Sur place, les organisateurs ont mis en place un protocole sanitaire comprenant la mise à disposition de gels hydroalcooliques, la prise de température à l’entrée du Palais des congrès, et un dispositif d’isolement rapide en cas de suspicion de symptômes. Les participants venant de zones sensibles (dont la RDC) seront particulièrement surveillés, sans que cela n’entrave leur circulation.
Les prochaines heures décisives pour la confirmation des présidents
En attendant, les services diplomatiques s’activent pour obtenir les confirmations définitives. Félix Tshisekedi, invité de marque, pourrait encore faire le déplacement, ce qui donnerait une dimension supplémentaire à la réunion.
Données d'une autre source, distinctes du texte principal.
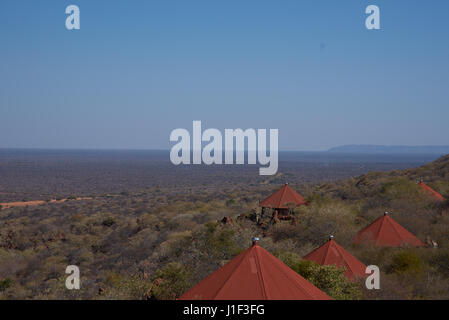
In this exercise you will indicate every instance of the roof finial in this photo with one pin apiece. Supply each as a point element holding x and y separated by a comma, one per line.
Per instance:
<point>255,241</point>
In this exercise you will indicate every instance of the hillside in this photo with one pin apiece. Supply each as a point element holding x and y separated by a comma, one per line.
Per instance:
<point>157,243</point>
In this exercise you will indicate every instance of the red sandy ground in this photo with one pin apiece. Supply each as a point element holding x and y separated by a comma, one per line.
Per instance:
<point>7,205</point>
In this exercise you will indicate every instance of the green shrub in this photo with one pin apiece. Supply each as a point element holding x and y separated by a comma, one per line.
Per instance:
<point>5,284</point>
<point>108,222</point>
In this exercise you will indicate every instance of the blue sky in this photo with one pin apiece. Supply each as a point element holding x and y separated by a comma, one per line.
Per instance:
<point>138,69</point>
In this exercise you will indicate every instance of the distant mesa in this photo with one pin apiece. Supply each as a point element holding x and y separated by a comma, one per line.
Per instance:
<point>384,149</point>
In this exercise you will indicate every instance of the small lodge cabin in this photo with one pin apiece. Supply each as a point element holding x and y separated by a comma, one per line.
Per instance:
<point>429,191</point>
<point>331,253</point>
<point>255,274</point>
<point>282,202</point>
<point>386,232</point>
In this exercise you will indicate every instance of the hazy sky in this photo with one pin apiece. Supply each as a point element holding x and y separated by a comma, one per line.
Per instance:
<point>138,69</point>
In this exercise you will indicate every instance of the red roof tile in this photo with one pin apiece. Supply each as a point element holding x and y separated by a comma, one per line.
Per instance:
<point>387,232</point>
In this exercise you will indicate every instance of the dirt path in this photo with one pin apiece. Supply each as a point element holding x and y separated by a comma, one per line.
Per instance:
<point>7,205</point>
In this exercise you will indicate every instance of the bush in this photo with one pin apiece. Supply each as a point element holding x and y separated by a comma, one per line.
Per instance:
<point>328,278</point>
<point>406,262</point>
<point>108,222</point>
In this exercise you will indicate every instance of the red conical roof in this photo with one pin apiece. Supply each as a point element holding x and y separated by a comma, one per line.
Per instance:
<point>331,253</point>
<point>387,232</point>
<point>282,197</point>
<point>430,191</point>
<point>255,274</point>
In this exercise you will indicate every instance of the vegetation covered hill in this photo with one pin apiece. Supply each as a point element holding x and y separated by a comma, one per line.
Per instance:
<point>156,243</point>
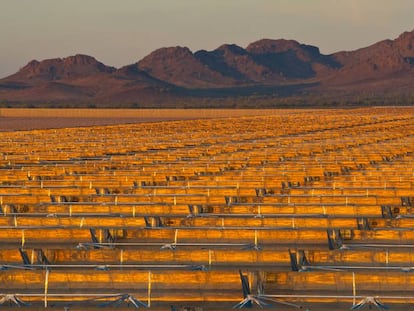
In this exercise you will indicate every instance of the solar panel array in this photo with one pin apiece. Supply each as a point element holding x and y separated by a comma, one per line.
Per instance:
<point>297,207</point>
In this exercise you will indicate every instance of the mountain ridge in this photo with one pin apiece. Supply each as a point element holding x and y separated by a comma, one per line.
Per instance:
<point>283,68</point>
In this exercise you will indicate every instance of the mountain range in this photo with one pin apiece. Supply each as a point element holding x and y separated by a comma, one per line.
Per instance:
<point>270,70</point>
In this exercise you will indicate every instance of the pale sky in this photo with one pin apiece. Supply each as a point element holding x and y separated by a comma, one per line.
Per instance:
<point>121,32</point>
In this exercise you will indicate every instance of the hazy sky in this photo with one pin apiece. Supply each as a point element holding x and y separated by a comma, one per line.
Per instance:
<point>121,32</point>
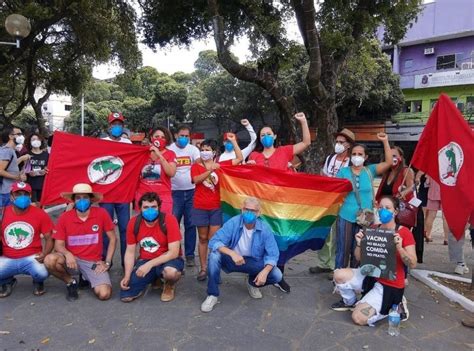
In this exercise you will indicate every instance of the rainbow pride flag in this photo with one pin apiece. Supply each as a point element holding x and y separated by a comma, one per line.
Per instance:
<point>300,208</point>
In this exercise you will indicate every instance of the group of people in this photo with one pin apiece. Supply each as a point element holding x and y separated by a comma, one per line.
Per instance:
<point>180,182</point>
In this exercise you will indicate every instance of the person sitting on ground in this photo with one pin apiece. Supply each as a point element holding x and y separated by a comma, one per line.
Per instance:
<point>378,300</point>
<point>23,253</point>
<point>158,236</point>
<point>79,241</point>
<point>244,244</point>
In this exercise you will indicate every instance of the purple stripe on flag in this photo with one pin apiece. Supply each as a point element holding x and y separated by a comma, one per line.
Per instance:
<point>81,240</point>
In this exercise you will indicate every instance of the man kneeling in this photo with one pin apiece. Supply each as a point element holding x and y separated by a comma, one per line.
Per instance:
<point>244,244</point>
<point>79,244</point>
<point>159,238</point>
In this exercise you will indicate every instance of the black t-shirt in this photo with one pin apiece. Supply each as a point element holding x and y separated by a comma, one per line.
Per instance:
<point>38,162</point>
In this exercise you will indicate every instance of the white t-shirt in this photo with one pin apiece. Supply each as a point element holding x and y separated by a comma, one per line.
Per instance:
<point>332,165</point>
<point>225,156</point>
<point>121,140</point>
<point>184,160</point>
<point>244,246</point>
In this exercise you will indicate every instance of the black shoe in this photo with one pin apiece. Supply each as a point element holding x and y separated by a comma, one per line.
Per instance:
<point>6,289</point>
<point>190,261</point>
<point>38,289</point>
<point>340,306</point>
<point>72,293</point>
<point>318,270</point>
<point>283,286</point>
<point>83,284</point>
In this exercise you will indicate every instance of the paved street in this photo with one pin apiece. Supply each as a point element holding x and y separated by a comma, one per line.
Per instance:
<point>301,320</point>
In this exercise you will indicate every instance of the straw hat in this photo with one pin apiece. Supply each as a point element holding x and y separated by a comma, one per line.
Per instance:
<point>348,134</point>
<point>82,188</point>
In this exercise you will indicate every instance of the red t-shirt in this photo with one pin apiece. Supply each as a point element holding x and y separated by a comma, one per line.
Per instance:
<point>207,194</point>
<point>278,160</point>
<point>84,238</point>
<point>153,242</point>
<point>153,178</point>
<point>21,232</point>
<point>407,240</point>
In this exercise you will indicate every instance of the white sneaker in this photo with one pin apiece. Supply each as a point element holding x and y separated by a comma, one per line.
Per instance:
<point>461,269</point>
<point>209,303</point>
<point>254,292</point>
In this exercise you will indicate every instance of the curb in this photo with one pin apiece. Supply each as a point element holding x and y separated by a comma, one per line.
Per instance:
<point>423,276</point>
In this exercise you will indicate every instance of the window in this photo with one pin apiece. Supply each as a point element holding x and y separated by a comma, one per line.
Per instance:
<point>417,106</point>
<point>406,107</point>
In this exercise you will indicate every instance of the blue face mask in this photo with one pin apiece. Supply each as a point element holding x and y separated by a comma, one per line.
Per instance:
<point>249,217</point>
<point>116,130</point>
<point>22,202</point>
<point>150,214</point>
<point>82,205</point>
<point>182,141</point>
<point>229,147</point>
<point>385,215</point>
<point>267,141</point>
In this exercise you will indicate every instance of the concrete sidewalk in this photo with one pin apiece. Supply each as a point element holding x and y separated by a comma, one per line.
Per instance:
<point>301,320</point>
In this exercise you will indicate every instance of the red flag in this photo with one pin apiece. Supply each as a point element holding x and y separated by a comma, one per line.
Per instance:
<point>112,168</point>
<point>445,152</point>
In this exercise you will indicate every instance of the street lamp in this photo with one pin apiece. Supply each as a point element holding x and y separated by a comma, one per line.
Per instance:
<point>18,27</point>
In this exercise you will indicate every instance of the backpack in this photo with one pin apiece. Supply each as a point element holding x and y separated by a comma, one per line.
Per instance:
<point>161,221</point>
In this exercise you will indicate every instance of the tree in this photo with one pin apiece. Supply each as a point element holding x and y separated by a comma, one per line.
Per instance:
<point>62,48</point>
<point>331,34</point>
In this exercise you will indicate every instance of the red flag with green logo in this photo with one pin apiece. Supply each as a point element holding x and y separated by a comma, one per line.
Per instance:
<point>445,152</point>
<point>110,167</point>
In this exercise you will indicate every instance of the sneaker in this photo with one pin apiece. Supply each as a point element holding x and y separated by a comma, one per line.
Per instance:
<point>319,270</point>
<point>168,292</point>
<point>461,269</point>
<point>209,303</point>
<point>341,306</point>
<point>190,261</point>
<point>72,293</point>
<point>38,289</point>
<point>254,292</point>
<point>403,306</point>
<point>283,286</point>
<point>83,284</point>
<point>6,289</point>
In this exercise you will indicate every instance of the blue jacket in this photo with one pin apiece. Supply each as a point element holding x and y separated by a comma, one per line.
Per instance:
<point>264,245</point>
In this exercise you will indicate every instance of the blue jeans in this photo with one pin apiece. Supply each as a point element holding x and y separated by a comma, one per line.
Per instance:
<point>4,202</point>
<point>9,267</point>
<point>123,216</point>
<point>345,243</point>
<point>137,284</point>
<point>252,267</point>
<point>182,206</point>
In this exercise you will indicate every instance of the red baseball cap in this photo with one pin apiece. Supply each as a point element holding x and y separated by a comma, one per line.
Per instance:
<point>116,116</point>
<point>21,186</point>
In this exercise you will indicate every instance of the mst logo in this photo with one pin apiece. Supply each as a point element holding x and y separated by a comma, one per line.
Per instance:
<point>105,170</point>
<point>450,161</point>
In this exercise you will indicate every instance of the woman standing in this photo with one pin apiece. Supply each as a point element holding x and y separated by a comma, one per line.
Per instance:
<point>36,167</point>
<point>279,158</point>
<point>157,173</point>
<point>206,212</point>
<point>359,199</point>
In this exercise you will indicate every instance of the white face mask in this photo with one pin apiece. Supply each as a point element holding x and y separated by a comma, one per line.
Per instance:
<point>207,155</point>
<point>357,160</point>
<point>20,139</point>
<point>339,148</point>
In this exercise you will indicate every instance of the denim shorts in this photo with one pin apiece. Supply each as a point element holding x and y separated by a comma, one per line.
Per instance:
<point>205,218</point>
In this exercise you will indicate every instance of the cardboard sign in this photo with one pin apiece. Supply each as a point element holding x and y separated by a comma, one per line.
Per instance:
<point>378,254</point>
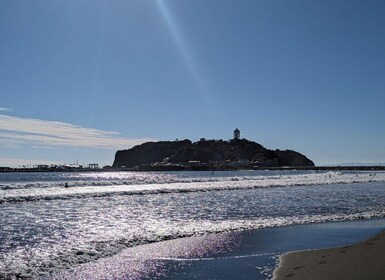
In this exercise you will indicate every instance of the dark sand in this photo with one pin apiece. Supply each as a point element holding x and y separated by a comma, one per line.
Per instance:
<point>364,260</point>
<point>250,254</point>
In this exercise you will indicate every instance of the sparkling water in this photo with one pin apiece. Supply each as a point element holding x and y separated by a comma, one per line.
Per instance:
<point>46,227</point>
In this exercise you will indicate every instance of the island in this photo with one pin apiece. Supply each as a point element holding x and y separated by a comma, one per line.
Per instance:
<point>207,155</point>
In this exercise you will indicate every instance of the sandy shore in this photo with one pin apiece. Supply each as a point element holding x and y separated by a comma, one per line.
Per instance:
<point>365,260</point>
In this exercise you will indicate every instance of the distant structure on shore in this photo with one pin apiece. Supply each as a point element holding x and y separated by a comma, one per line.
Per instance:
<point>206,154</point>
<point>237,134</point>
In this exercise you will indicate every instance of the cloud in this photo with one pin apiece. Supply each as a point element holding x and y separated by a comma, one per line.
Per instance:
<point>36,132</point>
<point>4,109</point>
<point>15,162</point>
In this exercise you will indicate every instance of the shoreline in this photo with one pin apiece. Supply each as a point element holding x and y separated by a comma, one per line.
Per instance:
<point>363,260</point>
<point>223,255</point>
<point>197,168</point>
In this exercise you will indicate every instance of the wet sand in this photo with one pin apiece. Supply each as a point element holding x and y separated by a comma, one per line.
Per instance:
<point>250,254</point>
<point>364,260</point>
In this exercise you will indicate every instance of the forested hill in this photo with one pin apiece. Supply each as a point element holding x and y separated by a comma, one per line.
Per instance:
<point>215,153</point>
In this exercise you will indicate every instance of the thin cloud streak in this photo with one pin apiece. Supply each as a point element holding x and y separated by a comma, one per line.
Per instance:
<point>38,132</point>
<point>4,109</point>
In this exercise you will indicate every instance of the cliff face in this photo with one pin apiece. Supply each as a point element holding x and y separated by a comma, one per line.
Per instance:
<point>210,152</point>
<point>148,153</point>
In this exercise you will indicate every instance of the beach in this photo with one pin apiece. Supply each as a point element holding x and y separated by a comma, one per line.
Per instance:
<point>364,260</point>
<point>251,254</point>
<point>179,225</point>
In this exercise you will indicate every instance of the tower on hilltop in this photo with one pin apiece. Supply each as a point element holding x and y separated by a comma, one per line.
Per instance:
<point>237,134</point>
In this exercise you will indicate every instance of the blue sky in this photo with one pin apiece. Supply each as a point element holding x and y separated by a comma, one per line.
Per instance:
<point>81,79</point>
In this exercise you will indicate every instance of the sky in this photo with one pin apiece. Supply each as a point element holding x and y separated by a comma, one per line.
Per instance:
<point>80,80</point>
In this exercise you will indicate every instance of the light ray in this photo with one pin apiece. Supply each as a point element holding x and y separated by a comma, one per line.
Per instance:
<point>183,49</point>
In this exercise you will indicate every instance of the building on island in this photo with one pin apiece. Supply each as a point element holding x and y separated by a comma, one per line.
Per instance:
<point>237,134</point>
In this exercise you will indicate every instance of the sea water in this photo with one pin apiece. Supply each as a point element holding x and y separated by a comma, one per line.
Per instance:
<point>47,229</point>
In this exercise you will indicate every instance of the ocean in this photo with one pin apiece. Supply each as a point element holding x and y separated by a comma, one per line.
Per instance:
<point>112,220</point>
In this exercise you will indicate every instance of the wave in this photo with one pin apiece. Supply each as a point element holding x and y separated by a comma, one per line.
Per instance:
<point>86,189</point>
<point>60,264</point>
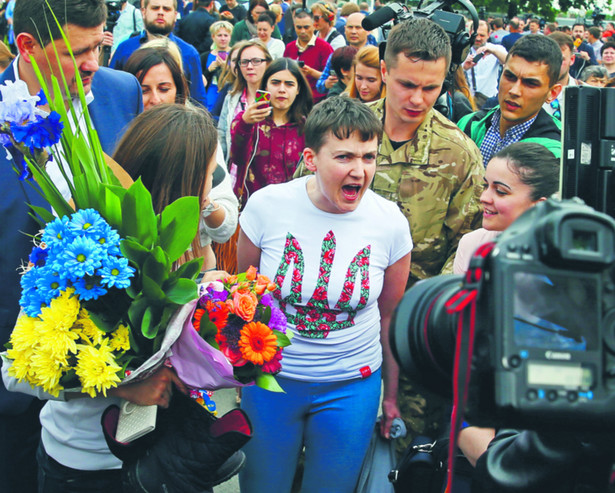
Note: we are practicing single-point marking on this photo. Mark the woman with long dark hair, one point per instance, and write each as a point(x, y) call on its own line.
point(246, 29)
point(158, 70)
point(267, 139)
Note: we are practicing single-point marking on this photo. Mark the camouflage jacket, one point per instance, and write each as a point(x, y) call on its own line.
point(436, 180)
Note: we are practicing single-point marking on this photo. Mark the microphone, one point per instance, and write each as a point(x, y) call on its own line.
point(381, 16)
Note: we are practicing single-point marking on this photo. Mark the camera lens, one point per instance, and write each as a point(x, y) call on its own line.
point(423, 333)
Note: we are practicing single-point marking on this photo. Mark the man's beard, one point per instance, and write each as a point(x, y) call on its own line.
point(154, 28)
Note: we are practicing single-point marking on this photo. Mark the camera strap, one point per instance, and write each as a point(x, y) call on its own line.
point(463, 304)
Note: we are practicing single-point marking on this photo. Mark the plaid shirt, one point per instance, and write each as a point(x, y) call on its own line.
point(493, 143)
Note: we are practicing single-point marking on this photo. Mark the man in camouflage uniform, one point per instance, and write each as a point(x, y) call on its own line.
point(433, 172)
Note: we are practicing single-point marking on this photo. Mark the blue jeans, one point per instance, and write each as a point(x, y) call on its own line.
point(333, 420)
point(53, 477)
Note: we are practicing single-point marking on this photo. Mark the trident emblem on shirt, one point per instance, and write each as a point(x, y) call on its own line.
point(316, 319)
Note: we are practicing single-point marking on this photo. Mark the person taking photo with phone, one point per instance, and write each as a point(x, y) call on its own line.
point(267, 138)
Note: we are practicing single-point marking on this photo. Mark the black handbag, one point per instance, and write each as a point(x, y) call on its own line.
point(421, 467)
point(189, 451)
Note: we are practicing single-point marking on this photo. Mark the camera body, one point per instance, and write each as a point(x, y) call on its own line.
point(114, 10)
point(544, 346)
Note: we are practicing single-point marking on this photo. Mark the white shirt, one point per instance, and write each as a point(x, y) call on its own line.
point(330, 269)
point(484, 76)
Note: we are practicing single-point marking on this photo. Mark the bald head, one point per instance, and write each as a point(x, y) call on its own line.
point(355, 34)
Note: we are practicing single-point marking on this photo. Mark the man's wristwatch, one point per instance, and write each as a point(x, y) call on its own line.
point(209, 209)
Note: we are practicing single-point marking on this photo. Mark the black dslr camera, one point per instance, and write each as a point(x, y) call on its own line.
point(543, 336)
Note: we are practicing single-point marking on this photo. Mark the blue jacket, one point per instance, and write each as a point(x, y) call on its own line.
point(117, 100)
point(190, 57)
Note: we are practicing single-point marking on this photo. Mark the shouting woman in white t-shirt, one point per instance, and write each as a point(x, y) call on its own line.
point(340, 256)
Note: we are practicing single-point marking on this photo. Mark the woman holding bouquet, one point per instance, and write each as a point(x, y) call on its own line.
point(340, 273)
point(73, 455)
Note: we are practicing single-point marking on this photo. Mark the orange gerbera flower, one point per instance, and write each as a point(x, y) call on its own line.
point(258, 344)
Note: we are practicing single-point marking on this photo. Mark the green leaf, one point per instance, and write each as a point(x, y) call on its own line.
point(110, 206)
point(179, 223)
point(182, 291)
point(136, 310)
point(138, 218)
point(268, 382)
point(283, 339)
point(156, 267)
point(134, 251)
point(148, 329)
point(151, 290)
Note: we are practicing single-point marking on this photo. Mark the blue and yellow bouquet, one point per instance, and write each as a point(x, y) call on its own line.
point(102, 281)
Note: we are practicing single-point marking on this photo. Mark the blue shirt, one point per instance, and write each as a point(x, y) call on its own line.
point(494, 143)
point(190, 57)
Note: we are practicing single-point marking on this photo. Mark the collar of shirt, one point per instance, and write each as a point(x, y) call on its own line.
point(493, 142)
point(311, 42)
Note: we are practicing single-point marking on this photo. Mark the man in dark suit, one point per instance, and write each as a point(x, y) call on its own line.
point(194, 28)
point(114, 99)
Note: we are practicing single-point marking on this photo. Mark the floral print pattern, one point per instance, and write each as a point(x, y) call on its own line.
point(316, 319)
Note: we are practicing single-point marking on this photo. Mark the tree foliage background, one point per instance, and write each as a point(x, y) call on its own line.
point(542, 8)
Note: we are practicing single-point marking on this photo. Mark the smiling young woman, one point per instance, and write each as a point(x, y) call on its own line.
point(516, 178)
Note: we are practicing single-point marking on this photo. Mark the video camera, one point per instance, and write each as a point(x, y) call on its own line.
point(537, 333)
point(114, 10)
point(441, 13)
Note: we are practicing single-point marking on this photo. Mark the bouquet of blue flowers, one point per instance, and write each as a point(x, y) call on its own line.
point(102, 282)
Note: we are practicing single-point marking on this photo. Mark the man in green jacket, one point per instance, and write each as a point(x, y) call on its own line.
point(529, 79)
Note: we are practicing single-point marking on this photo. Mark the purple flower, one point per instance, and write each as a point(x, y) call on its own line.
point(214, 292)
point(40, 132)
point(278, 320)
point(38, 256)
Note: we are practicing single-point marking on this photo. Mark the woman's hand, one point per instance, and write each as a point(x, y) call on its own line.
point(256, 112)
point(156, 389)
point(390, 411)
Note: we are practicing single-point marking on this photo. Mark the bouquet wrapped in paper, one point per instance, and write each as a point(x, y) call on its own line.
point(234, 335)
point(103, 279)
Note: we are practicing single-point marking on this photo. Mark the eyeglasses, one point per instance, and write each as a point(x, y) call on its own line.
point(254, 61)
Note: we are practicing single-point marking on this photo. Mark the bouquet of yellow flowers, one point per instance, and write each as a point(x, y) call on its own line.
point(102, 285)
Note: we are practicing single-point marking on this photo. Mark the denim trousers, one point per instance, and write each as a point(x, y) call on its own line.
point(53, 477)
point(332, 420)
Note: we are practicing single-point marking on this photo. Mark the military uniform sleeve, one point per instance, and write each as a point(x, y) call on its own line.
point(464, 212)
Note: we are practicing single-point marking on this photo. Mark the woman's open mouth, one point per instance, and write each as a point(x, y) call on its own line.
point(351, 192)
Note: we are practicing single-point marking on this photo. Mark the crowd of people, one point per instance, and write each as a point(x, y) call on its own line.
point(345, 173)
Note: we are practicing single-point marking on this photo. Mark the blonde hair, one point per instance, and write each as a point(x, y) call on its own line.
point(277, 10)
point(368, 56)
point(240, 82)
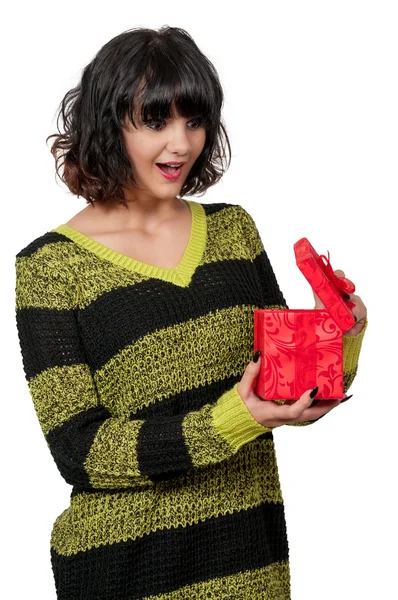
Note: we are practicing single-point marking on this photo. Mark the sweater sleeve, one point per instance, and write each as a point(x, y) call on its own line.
point(272, 298)
point(92, 448)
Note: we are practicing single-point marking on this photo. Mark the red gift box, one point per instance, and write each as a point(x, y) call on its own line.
point(319, 273)
point(304, 348)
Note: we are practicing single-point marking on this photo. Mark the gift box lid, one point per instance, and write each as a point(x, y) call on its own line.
point(331, 289)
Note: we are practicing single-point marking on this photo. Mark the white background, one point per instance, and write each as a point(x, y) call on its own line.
point(311, 101)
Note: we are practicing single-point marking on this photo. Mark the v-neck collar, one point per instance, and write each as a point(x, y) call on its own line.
point(181, 275)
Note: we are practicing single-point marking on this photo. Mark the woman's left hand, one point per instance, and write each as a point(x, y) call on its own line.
point(359, 310)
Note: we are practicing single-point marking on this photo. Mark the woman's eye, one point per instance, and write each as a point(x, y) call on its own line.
point(158, 124)
point(197, 122)
point(150, 122)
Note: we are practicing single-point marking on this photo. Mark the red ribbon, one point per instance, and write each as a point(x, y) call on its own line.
point(342, 283)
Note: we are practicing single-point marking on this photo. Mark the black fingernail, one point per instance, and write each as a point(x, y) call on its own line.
point(256, 356)
point(348, 397)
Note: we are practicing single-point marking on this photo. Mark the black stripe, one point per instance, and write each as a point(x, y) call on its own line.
point(48, 338)
point(70, 444)
point(162, 452)
point(166, 560)
point(50, 237)
point(214, 207)
point(124, 315)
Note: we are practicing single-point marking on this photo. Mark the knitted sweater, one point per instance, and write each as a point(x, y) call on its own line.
point(133, 371)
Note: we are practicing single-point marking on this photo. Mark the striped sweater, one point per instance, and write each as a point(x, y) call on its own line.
point(133, 371)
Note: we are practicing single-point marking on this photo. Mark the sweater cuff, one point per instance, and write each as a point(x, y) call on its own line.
point(233, 420)
point(352, 348)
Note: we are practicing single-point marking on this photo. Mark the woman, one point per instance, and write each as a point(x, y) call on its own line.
point(135, 321)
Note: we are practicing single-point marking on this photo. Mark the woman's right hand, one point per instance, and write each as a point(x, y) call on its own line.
point(271, 414)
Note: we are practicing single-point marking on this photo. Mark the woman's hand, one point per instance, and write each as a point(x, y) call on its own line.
point(359, 311)
point(271, 414)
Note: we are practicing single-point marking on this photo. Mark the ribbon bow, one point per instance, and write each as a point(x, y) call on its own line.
point(344, 285)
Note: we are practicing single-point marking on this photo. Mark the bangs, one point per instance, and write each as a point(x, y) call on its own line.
point(174, 80)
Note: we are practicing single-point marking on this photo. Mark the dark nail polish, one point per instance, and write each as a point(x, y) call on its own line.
point(256, 356)
point(348, 397)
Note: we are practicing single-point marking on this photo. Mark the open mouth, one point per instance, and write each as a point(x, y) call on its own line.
point(171, 170)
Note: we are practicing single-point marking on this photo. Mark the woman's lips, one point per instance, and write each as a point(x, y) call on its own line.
point(170, 176)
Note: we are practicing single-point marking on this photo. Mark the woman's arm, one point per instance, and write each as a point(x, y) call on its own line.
point(91, 447)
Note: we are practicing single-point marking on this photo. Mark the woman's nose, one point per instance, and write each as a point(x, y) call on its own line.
point(178, 140)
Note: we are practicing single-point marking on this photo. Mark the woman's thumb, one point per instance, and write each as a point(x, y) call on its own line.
point(247, 382)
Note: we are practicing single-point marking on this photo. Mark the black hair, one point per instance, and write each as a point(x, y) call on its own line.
point(152, 69)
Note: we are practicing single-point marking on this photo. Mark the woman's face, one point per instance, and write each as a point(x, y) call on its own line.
point(174, 140)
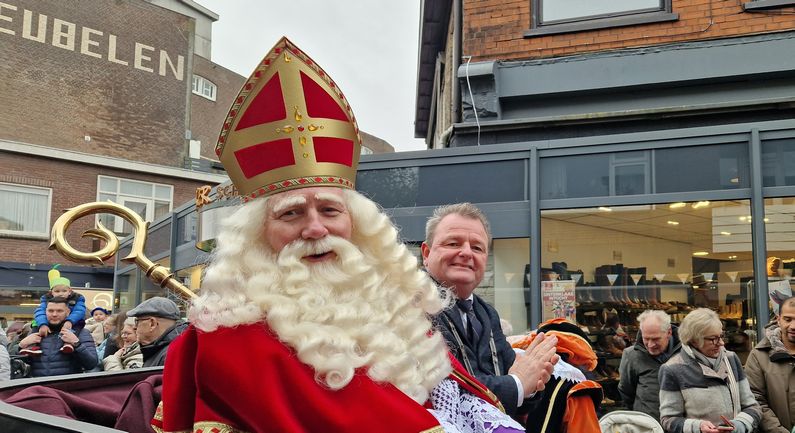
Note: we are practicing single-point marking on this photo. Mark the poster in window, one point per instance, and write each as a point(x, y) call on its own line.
point(558, 300)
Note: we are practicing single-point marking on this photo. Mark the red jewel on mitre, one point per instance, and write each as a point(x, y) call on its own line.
point(289, 124)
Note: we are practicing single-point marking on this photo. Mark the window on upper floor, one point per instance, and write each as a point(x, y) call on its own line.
point(565, 16)
point(25, 210)
point(149, 200)
point(204, 87)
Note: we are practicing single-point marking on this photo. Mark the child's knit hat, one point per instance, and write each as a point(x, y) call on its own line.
point(56, 279)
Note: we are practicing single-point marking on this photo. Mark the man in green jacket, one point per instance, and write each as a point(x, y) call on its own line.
point(657, 342)
point(771, 372)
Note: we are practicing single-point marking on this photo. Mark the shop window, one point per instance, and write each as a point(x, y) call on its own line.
point(204, 87)
point(433, 185)
point(607, 174)
point(702, 168)
point(780, 236)
point(149, 200)
point(778, 163)
point(127, 289)
point(605, 266)
point(25, 210)
point(562, 16)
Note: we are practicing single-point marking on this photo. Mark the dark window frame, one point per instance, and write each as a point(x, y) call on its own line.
point(594, 22)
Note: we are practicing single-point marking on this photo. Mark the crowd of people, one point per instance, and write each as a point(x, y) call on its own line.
point(62, 339)
point(313, 316)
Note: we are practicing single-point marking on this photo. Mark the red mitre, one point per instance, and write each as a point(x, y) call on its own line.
point(289, 127)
D’autres chefs d’État ouest-africains (Bénin, Ghana, Côte d’Ivoire) sont en contacts avancés.
Le caractère exceptionnel de ces Assemblées — premières de la présidence Sidi Ould Tah, cadre prestigieux, présence d’un bassin de décideurs et d’investisseurs — devrait convaincre plusieurs leaders de se joindre aux travaux.
Brazzaville, carrefour des solutions africaines
Avec un hôte engagé pour le climat (Denis Sassou-N’Guesso), un président de la BAD ambitieux (Sidi Ould Tah), et un plateau de chefs d’État déjà conséquent, Brazzaville s’apprête à accueillir un rendez-vous incontournable du financement continental.
Si l’ombre d’Ebola en RDC a inquiété certains observateurs, les mesures sanitaires prises et la distance géographique garantissent une sécurité optimale. Les 2 500 à 4 000 participants sont donc invités à se concentrer sur l’essentiel : refonder le financement de l’Afrique, accompagner le secteur privé, lutter contre le changement climatique, et sortir le continent d’une dépendance qui le fragilise.
Brazzaville, par sa situation géographique, sa tradition d’accueil et son expertise sanitaire, est parfaitement armée pour relever ce défi.